Jordan's been teaching this class at our church on Sunday mornings all about the Meyers-Briggs personality test, and while I could go on and on about the class content and what it's teaching me about relationships, it's this idea about calm I keep coming back to. Each major personality type longs for different things: home and tradition, quality relationships, fun and entertainment. My overall type wants people and events to make sense, and my specific type is always longing for calm. It's a relief to me that these things I've long known about myself all of a sudden can be given a label, and although I certainly don't want to hide behind my personality type, it's nice to know my longing for peace and quiet and solitude comes from somewhere.
I think, too, my desire for peace this season springs from the highs and lows of last year, when my grandmother fell and went to the hospital, and life changed for my family. It was a unique Christmas, and although the memory of her still hurts and our hearts ache, it's a relief to know we don't have to repeat those moments this year.
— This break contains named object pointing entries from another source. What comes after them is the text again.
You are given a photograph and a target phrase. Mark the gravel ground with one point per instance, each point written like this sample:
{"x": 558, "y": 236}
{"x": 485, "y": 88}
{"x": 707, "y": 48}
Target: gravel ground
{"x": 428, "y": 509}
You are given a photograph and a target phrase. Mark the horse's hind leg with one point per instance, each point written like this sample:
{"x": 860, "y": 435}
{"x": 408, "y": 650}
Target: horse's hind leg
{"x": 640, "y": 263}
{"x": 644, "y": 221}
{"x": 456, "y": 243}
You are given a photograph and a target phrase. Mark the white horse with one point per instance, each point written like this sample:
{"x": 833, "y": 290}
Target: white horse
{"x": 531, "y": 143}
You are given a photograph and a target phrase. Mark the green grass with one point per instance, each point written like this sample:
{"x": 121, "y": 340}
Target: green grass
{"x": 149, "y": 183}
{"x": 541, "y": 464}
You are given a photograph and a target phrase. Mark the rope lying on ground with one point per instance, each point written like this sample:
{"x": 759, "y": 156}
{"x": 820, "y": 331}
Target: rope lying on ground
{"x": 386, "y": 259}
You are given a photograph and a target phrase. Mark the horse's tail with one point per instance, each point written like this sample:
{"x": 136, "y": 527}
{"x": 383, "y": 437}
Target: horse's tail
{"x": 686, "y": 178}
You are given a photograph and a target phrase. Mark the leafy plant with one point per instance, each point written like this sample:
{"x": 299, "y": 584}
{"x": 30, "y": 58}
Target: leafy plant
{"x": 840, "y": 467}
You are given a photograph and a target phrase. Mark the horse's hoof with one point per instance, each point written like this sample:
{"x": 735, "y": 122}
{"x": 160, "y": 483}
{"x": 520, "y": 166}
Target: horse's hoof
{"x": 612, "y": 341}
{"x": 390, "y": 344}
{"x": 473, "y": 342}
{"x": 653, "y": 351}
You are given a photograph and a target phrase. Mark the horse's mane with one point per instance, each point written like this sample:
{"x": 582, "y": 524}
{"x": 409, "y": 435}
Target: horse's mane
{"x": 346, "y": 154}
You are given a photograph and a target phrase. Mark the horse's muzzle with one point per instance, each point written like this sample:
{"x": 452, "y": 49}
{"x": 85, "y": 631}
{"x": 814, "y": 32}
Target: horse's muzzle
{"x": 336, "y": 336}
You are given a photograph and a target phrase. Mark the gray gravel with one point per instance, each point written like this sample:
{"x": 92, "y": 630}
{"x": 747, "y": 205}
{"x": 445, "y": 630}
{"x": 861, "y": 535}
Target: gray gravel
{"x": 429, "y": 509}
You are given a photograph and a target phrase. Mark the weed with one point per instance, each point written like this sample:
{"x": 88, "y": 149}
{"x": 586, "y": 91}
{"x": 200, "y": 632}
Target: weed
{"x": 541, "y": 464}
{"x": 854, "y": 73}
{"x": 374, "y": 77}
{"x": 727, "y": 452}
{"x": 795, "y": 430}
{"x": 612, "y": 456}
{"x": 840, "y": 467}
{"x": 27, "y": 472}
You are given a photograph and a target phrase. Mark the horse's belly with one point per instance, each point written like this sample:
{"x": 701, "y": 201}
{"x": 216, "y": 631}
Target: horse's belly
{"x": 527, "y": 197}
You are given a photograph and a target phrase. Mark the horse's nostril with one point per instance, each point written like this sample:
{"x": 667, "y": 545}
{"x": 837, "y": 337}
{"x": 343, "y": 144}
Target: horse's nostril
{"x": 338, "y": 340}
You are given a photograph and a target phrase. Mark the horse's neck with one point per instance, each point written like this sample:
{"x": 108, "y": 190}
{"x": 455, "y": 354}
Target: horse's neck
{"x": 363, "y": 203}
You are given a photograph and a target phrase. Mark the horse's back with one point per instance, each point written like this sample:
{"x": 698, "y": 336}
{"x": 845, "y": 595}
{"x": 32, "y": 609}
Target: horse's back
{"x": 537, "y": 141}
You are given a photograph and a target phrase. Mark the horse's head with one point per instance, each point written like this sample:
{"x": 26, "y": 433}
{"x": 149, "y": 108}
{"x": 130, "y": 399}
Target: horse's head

Each new month is a gift, an unknown, uncertain blessing.
Our Father's promise of peace came wrapped in a crying, screaming baby in a barn in the middle of nowhere, and the irony of that -- the beauty of that -- isn't lost on me. I'm not sure there's a better picture of chaos than a family trying to adjust to a new baby in their midst, and yet in the middle of that scene, we're guaranteed peace, stillness, even if there are days it's only found in His face.
I've written this post in a sea of chaos. The bookstore I help run is housed in the same space as a cupcake shop, so there are plates clanging and dishes being washed and orders being taken. It is unbelievably loud sometimes, for a bookshop, and it's a wonder I've managed to eek out any words at all. But I sat down determined to pound something of worth out on the page, and I guess that's what finding peace and calm and quiet is really about. It's promised to us, yes, but it's also something we have to seek. It's something we're called to create.
We are heirs to the Prince of Peace, and that means what follows in our wake isn't chaos or discord. It's stillness and calm. We are others' shelter in this storm. We are the barn that housed the Christ, the shh-shing shepherds whispering words of comfort to the baby. We are peace because He is peace.
That's the promise I'm trying to live out this season.